> -----Original Message-----
> From: Richard Sandiford <[email protected]>
> Sent: Monday, November 16, 2020 11:56 AM
> To: Tamar Christina <[email protected]>
> Cc: [email protected]; Richard Earnshaw
> <[email protected]>; nd <[email protected]>; Marcus Shawcroft
> <[email protected]>
> Subject: Re: [PATCH v2 10/16]AArch64: Add NEON RTL patterns for Complex
> Addition, Multiply and FMA.
>
> > +;; A conjucate is a rotation of 180* around the argand plane, or * I.
>
> Hmm, but a complex conjugate is a reflection around the real axis rather than
> a rotation.

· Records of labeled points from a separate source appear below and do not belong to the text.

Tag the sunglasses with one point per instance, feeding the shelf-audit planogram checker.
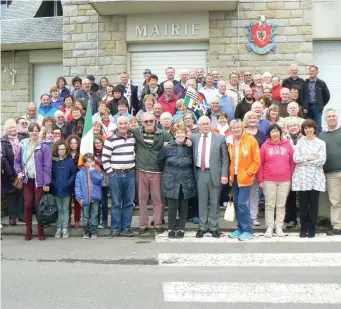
(148, 121)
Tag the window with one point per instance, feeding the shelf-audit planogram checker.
(4, 7)
(50, 9)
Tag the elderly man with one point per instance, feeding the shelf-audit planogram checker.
(209, 91)
(118, 159)
(227, 104)
(32, 115)
(166, 121)
(168, 99)
(285, 100)
(332, 168)
(211, 171)
(180, 88)
(149, 141)
(317, 96)
(245, 105)
(88, 96)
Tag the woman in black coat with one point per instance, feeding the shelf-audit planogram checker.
(10, 148)
(176, 161)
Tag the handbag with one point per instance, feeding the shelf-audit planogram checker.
(230, 213)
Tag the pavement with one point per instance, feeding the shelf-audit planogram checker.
(155, 272)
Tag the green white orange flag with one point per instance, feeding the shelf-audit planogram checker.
(87, 137)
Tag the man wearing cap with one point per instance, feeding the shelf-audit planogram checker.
(94, 86)
(146, 75)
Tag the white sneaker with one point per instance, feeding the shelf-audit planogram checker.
(268, 233)
(255, 222)
(279, 233)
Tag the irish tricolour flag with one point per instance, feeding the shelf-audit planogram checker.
(87, 137)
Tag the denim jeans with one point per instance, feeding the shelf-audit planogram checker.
(241, 199)
(316, 115)
(122, 191)
(63, 211)
(90, 217)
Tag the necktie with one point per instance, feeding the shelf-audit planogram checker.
(203, 153)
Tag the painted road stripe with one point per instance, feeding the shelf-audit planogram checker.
(258, 238)
(251, 259)
(255, 292)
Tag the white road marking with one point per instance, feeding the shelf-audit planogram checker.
(250, 259)
(258, 238)
(255, 292)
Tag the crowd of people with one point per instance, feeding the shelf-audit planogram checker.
(259, 138)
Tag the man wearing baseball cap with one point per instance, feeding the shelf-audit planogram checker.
(146, 74)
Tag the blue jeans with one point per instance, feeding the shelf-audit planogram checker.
(241, 200)
(90, 217)
(316, 115)
(122, 191)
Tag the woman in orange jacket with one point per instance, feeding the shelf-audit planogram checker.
(244, 164)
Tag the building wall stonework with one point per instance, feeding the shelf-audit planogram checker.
(293, 33)
(93, 44)
(14, 98)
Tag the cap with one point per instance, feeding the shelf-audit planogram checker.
(91, 77)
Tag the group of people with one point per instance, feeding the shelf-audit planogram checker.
(260, 139)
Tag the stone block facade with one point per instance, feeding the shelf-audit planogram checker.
(83, 53)
(293, 20)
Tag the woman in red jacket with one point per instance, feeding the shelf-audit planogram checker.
(274, 177)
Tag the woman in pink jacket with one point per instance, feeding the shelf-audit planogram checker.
(274, 177)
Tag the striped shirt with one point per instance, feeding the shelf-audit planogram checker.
(118, 153)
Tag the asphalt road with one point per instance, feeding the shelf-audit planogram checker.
(153, 273)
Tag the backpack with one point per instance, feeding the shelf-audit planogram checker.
(47, 211)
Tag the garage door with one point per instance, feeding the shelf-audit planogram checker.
(327, 56)
(44, 77)
(157, 57)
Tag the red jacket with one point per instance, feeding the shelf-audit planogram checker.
(277, 163)
(275, 93)
(168, 106)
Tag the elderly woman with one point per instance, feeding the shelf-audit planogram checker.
(293, 135)
(34, 165)
(274, 177)
(10, 149)
(176, 162)
(251, 127)
(148, 103)
(244, 164)
(308, 178)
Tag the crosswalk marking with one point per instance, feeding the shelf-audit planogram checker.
(250, 259)
(252, 292)
(258, 238)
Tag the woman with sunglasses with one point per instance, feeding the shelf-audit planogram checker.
(274, 177)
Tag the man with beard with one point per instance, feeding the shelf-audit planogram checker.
(245, 105)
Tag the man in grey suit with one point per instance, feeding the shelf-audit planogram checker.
(211, 162)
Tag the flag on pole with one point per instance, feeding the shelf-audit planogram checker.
(196, 102)
(87, 137)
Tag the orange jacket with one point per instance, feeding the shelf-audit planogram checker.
(248, 162)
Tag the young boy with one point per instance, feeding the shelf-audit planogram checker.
(88, 193)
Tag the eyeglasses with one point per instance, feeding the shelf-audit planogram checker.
(148, 121)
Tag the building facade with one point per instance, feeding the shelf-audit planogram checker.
(105, 38)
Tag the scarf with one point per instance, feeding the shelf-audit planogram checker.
(14, 140)
(223, 129)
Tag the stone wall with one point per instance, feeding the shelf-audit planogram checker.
(82, 43)
(293, 35)
(14, 99)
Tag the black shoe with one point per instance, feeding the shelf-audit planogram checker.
(114, 234)
(200, 234)
(171, 234)
(180, 234)
(159, 230)
(215, 234)
(128, 233)
(143, 230)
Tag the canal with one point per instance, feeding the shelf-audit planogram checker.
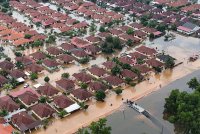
(128, 121)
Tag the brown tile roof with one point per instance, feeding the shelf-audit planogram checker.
(3, 80)
(47, 90)
(154, 63)
(128, 74)
(97, 86)
(43, 110)
(17, 74)
(67, 46)
(92, 49)
(146, 50)
(79, 53)
(50, 63)
(65, 58)
(109, 64)
(81, 94)
(8, 104)
(25, 60)
(142, 68)
(38, 55)
(66, 84)
(53, 50)
(28, 98)
(24, 121)
(34, 68)
(137, 55)
(83, 77)
(113, 80)
(6, 65)
(97, 71)
(62, 101)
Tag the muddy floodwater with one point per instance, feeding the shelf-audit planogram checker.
(130, 122)
(180, 48)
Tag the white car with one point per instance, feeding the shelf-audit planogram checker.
(26, 85)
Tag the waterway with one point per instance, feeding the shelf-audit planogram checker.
(131, 122)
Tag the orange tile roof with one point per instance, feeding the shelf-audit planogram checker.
(21, 41)
(6, 129)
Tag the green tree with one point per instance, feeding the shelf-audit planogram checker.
(19, 65)
(102, 29)
(126, 66)
(100, 95)
(27, 36)
(117, 43)
(193, 83)
(83, 105)
(46, 79)
(100, 127)
(3, 112)
(51, 39)
(169, 63)
(128, 80)
(65, 75)
(42, 99)
(130, 31)
(18, 54)
(7, 86)
(33, 76)
(83, 85)
(118, 91)
(129, 42)
(62, 114)
(116, 70)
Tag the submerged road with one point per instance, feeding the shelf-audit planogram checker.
(153, 119)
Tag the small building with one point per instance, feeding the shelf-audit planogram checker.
(47, 90)
(6, 65)
(50, 64)
(82, 77)
(65, 84)
(54, 51)
(19, 75)
(24, 60)
(97, 86)
(65, 59)
(79, 54)
(67, 47)
(43, 111)
(3, 80)
(97, 72)
(62, 102)
(25, 122)
(151, 52)
(8, 104)
(128, 74)
(81, 95)
(108, 65)
(28, 98)
(38, 56)
(113, 81)
(34, 68)
(188, 28)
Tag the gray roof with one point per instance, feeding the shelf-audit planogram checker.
(189, 25)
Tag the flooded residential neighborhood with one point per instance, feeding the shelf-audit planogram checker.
(68, 64)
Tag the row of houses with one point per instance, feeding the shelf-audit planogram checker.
(160, 15)
(43, 15)
(15, 32)
(91, 11)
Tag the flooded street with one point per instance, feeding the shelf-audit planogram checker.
(131, 121)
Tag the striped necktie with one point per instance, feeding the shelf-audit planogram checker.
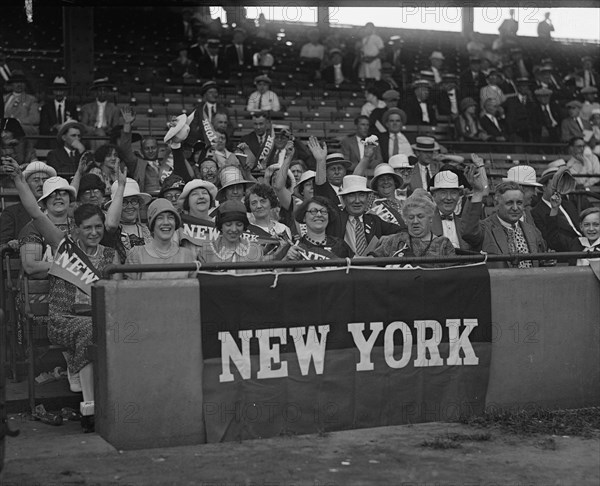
(361, 239)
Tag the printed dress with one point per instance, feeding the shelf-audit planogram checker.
(64, 327)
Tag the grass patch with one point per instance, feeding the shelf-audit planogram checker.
(584, 422)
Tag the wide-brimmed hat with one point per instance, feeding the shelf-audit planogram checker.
(551, 170)
(231, 211)
(445, 179)
(230, 176)
(385, 169)
(181, 130)
(264, 78)
(352, 184)
(159, 206)
(523, 175)
(394, 111)
(132, 188)
(69, 124)
(195, 184)
(208, 85)
(102, 83)
(170, 183)
(59, 82)
(17, 76)
(37, 166)
(13, 126)
(337, 158)
(399, 161)
(56, 183)
(425, 144)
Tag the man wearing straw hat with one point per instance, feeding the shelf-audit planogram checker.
(568, 216)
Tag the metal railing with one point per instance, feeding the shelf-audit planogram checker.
(343, 262)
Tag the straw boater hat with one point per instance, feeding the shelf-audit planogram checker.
(195, 184)
(385, 169)
(36, 166)
(445, 179)
(523, 175)
(352, 184)
(56, 184)
(399, 161)
(425, 144)
(181, 130)
(131, 189)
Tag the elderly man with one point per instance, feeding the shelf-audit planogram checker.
(353, 146)
(22, 106)
(568, 217)
(393, 141)
(446, 192)
(426, 167)
(573, 125)
(65, 158)
(503, 232)
(419, 107)
(15, 217)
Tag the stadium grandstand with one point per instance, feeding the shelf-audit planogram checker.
(221, 135)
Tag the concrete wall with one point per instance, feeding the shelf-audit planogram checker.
(545, 351)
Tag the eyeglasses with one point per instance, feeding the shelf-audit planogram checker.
(131, 202)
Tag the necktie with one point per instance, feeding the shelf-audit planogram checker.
(518, 244)
(361, 239)
(396, 147)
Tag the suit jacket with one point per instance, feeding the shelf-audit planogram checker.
(490, 236)
(569, 128)
(556, 239)
(89, 112)
(61, 161)
(350, 151)
(438, 230)
(233, 60)
(414, 114)
(48, 116)
(491, 129)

Also, 180 degrees around the Argand plane is * -1 rather than *
> I.
> So…
Yes indeed, Sorry this is a comment from waaaaay in the beginning that I forgot
to update..
The operation itself expects an actual reflection :)
>
> > +(define_int_attr rot_op [(UNSPEC_FCMLS "")
> > + (UNSPEC_FCMLS180 "_conj")
> > + (UNSPEC_FCMLA "")
> > + (UNSPEC_FCMLA180 "_conj")
> > + (UNSPEC_FCMUL "")
> > + (UNSPEC_FCMUL180 "_conj")
> > + (UNSPEC_CMLS "")
> > + (UNSPEC_CMLA "")
> > + (UNSPEC_CMLA180 "_conj")
> > + (UNSPEC_CMUL "")
> > + (UNSPEC_CMUL180 "_conj")])
> > +
> > +(define_int_attr rotsplit1 [(UNSPEC_FCMLA "0")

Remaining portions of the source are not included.